I don’t know, to me it’s not that tough, but again I’m not a politician. I don’t have to get votes. But I still think, doing something like this, announcing it, stick to it and there would be such an overwhelming support on the part of the American people. There would be opponents, and they would be loud, and they’d be panicked, and there might be blood in the streets, who knows. You gotta expect that to happen. I mean the Democrat Party has led people to believe that their lives are dependent on all of this. But we can’t sustain it. For crying out loud, $14 trillion in debt, I’m only half joking here, they run around, these mealy mouths in the press, ‘What are you gonna cut? What are you gonna cut?’ and we hear that Berkeley is gonna start paying for addadictomy operations. Really, is that a budget priority here? You know, we had a slogan, ‘Just say no,’ right? Change it. ‘Just say cut.’

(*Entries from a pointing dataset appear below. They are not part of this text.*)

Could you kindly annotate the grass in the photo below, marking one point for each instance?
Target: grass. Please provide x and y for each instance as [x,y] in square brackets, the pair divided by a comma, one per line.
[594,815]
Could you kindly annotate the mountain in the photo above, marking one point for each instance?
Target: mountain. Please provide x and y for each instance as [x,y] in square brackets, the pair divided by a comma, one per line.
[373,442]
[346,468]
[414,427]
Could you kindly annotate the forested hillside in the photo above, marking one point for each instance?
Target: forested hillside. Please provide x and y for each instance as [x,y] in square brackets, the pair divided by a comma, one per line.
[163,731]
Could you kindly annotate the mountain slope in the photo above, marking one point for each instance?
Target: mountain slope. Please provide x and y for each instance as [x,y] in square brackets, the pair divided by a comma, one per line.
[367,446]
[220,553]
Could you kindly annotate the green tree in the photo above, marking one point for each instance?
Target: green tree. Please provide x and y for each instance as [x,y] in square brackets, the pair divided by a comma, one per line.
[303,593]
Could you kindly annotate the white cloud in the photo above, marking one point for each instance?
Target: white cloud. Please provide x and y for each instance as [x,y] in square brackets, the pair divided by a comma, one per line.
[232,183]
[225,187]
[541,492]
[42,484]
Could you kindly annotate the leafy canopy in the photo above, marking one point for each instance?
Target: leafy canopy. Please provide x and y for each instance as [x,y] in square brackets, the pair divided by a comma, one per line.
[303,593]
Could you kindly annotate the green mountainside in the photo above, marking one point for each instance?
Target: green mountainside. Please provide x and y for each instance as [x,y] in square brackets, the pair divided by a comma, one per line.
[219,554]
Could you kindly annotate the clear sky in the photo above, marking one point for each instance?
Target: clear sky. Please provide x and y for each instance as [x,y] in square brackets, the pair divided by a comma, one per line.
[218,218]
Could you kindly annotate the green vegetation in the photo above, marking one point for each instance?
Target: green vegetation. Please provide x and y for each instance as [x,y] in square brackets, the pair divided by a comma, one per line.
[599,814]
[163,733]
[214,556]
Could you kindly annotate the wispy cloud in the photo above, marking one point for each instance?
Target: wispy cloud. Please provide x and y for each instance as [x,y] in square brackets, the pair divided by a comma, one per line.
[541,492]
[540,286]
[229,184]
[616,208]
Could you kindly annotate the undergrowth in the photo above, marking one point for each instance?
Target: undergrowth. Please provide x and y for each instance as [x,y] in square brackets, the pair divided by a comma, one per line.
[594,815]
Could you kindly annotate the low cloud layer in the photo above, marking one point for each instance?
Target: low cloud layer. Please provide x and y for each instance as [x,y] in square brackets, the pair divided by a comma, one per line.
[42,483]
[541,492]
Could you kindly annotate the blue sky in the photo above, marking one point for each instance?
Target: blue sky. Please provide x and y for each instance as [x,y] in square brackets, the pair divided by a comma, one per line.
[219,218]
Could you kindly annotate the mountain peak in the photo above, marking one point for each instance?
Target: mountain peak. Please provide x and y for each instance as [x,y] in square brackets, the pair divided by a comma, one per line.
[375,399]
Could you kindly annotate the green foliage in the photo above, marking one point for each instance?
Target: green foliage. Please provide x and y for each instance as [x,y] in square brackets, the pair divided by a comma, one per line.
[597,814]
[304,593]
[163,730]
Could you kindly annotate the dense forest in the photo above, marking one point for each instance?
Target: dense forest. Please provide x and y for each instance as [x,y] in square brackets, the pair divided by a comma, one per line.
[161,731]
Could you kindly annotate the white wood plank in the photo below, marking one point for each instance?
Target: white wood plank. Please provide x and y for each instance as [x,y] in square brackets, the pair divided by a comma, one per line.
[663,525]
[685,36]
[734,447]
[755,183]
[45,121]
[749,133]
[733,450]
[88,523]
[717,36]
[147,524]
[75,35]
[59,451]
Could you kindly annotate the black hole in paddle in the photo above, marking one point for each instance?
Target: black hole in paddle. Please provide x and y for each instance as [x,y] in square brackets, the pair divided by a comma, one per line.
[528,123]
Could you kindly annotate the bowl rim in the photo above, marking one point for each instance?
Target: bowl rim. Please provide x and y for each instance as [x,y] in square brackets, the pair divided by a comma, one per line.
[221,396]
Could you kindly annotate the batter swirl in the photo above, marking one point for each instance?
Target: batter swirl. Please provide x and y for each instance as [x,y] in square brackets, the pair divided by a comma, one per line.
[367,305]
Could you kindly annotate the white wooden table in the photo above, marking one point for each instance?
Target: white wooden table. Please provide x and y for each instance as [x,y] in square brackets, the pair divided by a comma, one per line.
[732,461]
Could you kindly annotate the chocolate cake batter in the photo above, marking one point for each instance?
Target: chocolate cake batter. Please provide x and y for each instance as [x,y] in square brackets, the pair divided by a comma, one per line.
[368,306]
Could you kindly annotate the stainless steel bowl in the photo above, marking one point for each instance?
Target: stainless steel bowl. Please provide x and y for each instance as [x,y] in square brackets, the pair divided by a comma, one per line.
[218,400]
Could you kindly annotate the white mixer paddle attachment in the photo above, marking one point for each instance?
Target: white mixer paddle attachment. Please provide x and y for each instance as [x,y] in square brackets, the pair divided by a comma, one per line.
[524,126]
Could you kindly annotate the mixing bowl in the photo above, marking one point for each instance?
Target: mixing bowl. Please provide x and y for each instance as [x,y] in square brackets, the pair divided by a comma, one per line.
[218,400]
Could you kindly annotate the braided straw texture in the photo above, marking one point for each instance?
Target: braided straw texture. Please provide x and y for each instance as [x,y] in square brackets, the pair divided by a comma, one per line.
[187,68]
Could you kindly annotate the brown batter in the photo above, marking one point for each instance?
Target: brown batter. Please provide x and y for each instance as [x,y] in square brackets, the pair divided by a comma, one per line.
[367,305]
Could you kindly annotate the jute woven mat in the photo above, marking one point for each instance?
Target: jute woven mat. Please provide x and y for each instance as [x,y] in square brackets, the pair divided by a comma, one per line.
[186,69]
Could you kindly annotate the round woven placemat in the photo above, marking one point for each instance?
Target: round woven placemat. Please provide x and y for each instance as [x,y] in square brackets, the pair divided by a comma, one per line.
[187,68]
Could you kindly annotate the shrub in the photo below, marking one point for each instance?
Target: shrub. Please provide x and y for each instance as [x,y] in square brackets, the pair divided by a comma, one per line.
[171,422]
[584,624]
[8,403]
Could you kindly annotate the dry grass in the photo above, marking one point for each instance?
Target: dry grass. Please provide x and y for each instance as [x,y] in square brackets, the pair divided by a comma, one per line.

Bill, Cincinnati. You’re next on the Rush Limbaugh program. Hi.

CALLER: Hey, mega dittos to you, Rush.

RUSH: Thank you, sir.

CALLER: I want to nominate you to be the mayor of Literalville.

RUSH: (laughing) I’m one of few residents.

CALLER: I’m getting sick and tired, Rush, of the media bombarding us with, ‘This is Obama’s finest hour.’ I mean especially since they got shellacked at the last election —

RUSH: Well, saying that something’s Obama’s finest hour is not necessarily untrue. You just have to look at the baseline. It doesn’t say his finest hour is great. You’re making the mistake, is this Obama’s finest hour? Yeah, compared to what? Bankrupting the country? Destroying the private sector? When you talk about his finest hour. What, a speech?

CALLER: Well, when they start comparing them to the ones that Lincoln made.

RUSH: It’s a crock. Obama’s world is a governed by the aggressive use of speeches, and the ruling class, the educated establishment class loves that kind of stuff. Doesn’t get anything done, but they have their own version of orgasms. They don’t really have orgasms in the ruling class. I don’t want to try to describe what happens, but they don’t deign to get down to that level.